Now at last you’re free to generalize the data:
SELECT ST_SimplifyPreserveTopology(the_geom,250) AS the_geom, usetype INTO landuse_generalized_250 FROM landuse3; SELECT ST_SimplifyPreserveTopology(the_geom,500) AS the_geom, usetype INTO landuse_generalized_500 FROM landuse_generalized_250; SELECT ST_SimplifyPreserveTopology(the_geom,1000) AS the_geom, usetype INTO landuse_generalized_1000 FROM landuse_generalized_500;
Now you’ve got four datasets: the slightly simplified one you’ve been working from, and the three you generalized.
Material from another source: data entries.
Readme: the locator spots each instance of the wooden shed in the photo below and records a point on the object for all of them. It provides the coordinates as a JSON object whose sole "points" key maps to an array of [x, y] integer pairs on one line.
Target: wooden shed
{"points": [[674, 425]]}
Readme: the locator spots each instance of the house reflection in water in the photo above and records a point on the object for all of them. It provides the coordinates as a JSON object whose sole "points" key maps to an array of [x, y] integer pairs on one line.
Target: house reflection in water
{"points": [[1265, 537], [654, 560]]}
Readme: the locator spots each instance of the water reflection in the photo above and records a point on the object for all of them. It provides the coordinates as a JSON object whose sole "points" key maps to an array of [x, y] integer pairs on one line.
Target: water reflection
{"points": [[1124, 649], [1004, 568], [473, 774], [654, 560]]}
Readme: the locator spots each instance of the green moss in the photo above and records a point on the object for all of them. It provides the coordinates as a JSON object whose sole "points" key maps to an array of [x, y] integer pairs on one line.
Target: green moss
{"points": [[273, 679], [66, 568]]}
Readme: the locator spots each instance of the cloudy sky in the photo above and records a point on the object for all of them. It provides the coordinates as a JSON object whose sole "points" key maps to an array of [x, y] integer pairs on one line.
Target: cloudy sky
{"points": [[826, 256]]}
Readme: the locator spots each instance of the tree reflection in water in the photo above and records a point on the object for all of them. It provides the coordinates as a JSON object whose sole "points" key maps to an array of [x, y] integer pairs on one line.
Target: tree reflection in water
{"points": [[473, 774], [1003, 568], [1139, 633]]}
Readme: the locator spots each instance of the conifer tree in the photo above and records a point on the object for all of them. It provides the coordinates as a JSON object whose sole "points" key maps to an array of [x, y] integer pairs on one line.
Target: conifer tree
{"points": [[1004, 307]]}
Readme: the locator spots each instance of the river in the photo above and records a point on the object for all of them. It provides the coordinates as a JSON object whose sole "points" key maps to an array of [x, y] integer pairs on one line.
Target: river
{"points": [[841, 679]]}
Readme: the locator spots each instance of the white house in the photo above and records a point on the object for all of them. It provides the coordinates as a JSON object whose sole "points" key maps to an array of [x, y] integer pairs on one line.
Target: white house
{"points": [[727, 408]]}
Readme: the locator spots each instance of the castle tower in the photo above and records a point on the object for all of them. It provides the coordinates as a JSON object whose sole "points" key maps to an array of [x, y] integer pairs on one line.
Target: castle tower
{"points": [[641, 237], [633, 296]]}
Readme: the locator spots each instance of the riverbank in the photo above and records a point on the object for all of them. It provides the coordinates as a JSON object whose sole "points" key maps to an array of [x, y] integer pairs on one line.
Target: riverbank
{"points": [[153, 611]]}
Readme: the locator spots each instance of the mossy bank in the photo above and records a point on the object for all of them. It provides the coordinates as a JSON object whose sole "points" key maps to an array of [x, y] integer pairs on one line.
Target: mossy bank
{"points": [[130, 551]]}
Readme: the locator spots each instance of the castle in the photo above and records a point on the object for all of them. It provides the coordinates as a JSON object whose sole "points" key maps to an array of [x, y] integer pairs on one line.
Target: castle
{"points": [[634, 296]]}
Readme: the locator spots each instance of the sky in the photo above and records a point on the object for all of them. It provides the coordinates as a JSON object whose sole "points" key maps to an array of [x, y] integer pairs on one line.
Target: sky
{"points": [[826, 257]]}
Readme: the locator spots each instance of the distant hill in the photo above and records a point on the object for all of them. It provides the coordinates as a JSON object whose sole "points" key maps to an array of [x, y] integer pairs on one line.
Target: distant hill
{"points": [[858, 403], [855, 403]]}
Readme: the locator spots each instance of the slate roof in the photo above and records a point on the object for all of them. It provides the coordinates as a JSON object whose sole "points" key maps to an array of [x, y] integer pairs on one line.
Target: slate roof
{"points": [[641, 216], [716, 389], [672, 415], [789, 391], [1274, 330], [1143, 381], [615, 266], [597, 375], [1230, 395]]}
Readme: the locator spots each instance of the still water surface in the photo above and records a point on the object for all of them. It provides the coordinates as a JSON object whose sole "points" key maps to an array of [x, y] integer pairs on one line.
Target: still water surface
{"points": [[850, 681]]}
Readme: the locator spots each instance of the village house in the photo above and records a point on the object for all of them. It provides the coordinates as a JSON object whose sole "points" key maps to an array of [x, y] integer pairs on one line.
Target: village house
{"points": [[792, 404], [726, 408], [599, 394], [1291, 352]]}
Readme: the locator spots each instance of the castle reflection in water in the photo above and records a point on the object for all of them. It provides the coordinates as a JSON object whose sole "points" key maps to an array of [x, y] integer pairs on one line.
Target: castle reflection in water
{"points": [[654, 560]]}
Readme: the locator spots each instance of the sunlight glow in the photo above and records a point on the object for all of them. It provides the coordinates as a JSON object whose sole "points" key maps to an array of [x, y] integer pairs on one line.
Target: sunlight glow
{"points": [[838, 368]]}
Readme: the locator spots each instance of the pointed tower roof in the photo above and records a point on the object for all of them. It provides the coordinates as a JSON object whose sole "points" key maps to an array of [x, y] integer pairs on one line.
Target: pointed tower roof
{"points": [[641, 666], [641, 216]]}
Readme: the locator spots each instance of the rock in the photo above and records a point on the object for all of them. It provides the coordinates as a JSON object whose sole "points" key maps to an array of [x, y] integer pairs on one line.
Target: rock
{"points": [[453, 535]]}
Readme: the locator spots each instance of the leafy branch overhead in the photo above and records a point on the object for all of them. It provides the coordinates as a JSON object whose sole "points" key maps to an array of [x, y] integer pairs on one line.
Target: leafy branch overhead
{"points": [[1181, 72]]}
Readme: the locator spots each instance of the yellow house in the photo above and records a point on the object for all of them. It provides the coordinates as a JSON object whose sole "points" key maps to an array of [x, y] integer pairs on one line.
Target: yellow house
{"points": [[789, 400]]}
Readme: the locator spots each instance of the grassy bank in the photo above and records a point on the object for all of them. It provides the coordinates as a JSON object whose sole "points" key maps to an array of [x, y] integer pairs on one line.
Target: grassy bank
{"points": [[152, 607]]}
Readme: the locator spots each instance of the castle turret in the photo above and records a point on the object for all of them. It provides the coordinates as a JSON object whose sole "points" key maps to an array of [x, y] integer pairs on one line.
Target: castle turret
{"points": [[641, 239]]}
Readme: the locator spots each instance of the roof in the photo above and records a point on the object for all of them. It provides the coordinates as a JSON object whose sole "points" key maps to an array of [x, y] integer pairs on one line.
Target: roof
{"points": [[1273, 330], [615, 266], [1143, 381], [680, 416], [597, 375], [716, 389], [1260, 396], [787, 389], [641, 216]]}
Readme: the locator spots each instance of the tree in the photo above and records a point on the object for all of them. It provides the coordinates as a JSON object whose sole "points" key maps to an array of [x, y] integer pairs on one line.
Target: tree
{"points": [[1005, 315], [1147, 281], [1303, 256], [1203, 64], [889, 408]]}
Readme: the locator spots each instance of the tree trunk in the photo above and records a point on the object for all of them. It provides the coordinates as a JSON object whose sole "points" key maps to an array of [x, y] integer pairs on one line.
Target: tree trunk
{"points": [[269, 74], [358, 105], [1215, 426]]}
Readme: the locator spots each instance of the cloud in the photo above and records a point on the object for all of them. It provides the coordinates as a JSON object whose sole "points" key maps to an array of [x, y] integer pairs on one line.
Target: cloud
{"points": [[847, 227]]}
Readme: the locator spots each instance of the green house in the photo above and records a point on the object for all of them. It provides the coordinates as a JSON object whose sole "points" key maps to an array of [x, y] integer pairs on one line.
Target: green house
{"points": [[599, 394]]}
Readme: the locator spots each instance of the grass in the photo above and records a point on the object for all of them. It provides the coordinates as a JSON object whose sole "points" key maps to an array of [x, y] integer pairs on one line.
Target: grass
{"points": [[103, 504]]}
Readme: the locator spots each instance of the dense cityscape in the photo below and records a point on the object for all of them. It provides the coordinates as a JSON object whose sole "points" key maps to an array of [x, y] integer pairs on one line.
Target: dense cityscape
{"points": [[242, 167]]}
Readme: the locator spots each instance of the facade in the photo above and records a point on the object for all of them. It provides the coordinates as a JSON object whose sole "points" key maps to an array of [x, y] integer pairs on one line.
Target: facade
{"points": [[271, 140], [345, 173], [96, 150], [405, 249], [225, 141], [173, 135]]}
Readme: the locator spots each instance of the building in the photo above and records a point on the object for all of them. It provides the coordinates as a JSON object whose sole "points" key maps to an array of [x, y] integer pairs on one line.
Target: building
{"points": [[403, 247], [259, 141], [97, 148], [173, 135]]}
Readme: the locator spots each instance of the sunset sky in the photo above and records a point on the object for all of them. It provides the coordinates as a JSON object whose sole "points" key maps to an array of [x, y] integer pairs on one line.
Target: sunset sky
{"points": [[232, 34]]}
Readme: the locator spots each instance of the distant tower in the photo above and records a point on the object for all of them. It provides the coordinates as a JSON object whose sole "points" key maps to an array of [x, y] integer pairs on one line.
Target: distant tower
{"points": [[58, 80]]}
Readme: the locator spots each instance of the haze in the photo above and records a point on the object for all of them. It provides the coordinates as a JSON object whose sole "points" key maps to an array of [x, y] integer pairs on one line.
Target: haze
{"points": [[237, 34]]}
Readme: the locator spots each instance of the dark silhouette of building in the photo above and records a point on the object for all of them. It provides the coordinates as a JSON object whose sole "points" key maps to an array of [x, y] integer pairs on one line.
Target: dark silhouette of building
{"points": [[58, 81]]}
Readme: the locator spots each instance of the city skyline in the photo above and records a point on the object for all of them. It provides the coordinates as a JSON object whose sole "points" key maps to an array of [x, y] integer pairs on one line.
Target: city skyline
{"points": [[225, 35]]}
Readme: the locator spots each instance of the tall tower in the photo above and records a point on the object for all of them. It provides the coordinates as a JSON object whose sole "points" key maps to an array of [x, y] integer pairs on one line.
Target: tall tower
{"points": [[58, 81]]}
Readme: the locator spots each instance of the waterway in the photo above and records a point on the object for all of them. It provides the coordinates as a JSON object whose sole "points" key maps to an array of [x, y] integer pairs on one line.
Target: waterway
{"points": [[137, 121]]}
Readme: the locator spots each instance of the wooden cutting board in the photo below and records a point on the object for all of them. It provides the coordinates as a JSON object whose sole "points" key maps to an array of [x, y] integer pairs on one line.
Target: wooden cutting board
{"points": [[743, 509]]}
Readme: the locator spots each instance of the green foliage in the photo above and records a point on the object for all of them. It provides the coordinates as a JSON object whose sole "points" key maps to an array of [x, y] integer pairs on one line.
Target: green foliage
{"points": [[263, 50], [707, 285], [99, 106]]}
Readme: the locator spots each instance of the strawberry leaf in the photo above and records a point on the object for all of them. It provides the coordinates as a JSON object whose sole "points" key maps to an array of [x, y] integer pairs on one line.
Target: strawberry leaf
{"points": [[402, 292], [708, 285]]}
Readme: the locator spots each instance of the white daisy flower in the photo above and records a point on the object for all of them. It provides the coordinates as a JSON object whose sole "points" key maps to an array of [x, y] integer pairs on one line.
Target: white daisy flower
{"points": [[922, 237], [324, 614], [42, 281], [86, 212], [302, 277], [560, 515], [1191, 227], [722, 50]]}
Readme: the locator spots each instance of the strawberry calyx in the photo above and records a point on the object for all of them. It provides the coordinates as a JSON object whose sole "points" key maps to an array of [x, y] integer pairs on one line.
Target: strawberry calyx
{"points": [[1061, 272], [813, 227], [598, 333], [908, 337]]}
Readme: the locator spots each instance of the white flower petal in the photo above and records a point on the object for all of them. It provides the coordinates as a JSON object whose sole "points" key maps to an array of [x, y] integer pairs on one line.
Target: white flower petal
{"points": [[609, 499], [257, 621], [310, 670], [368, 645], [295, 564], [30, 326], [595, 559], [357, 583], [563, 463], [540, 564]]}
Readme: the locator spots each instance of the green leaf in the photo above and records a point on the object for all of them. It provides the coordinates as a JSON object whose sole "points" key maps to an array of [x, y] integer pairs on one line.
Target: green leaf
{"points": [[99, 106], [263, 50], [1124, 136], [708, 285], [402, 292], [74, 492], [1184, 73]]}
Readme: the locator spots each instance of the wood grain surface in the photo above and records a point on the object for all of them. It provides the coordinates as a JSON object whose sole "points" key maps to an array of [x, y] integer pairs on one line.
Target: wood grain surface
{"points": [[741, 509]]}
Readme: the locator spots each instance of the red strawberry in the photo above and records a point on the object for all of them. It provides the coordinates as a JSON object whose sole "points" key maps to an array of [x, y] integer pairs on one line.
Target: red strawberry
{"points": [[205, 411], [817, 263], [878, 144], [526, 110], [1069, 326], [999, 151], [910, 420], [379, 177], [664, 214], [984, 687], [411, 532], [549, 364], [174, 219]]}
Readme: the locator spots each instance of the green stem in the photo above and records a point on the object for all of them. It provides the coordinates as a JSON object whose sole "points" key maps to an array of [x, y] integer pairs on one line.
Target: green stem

Come to think of it, “landuse3″ is a bad name, so just rename it to, say, “landuse_full”. Also, if your new datasets came out well, you can probably get rid of your intermediate tables at this point (landuse1 and landuse2, in this case).
You can now delete those tiny, invisible polygons, too. Keep in mind at what scale you’d like to display which layer and view that layer in QGIS at that scale. For safety’s sake, create a test dataset:
SELECT * INTO test1000 FROM landuse_generalized_1000;
Calculate the area in a new column created for the purpose:
ALTER TABLE test1000 ADD area float; UPDATE test1000 SET area = ST_Area(the_geom);
And get rid of polygons by area:
DELETE FROM test1000 WHERE area < 10;
The maximum area of the polygons that you can remove without making a visual or practical difference to the final map is something you’ll need to determine by trial and error. In the case of my most generalized dataset, I could get rid of about 70 000 entries by throwing out every polygon with an area smaller than 50 000, but obviously this will be highly case-dependent. Still, needing to render about 120 000 rather than 190 000 entries for a visually identical result did speed things up a bit.
Once you’re sure, run those same Alter, Update and Delete statements on the real dataset and remove the test. Even if something horrible happens, you can rest assured knowing that everything was done with SQL statements and getting it all back is as simple as rerunning some commands.
As for the practical application of these various levels of generalized data, QGIS has a handy bit of functionality: scale dependent rendering. In your layer properties (once you’ve loaded all needed datasets into your map), go to the “General” tab and check the “Use scale dependent rendering” box, then set whatever scales seem appropriate. Have your layers switch out at the applicable scales for your map, and the user will never even realize that he’s looking at different datasets with different levels of detail. So in the end, the user gets to look at land use for the whole KZN, and your server gets to not crash. Everybody’s happy!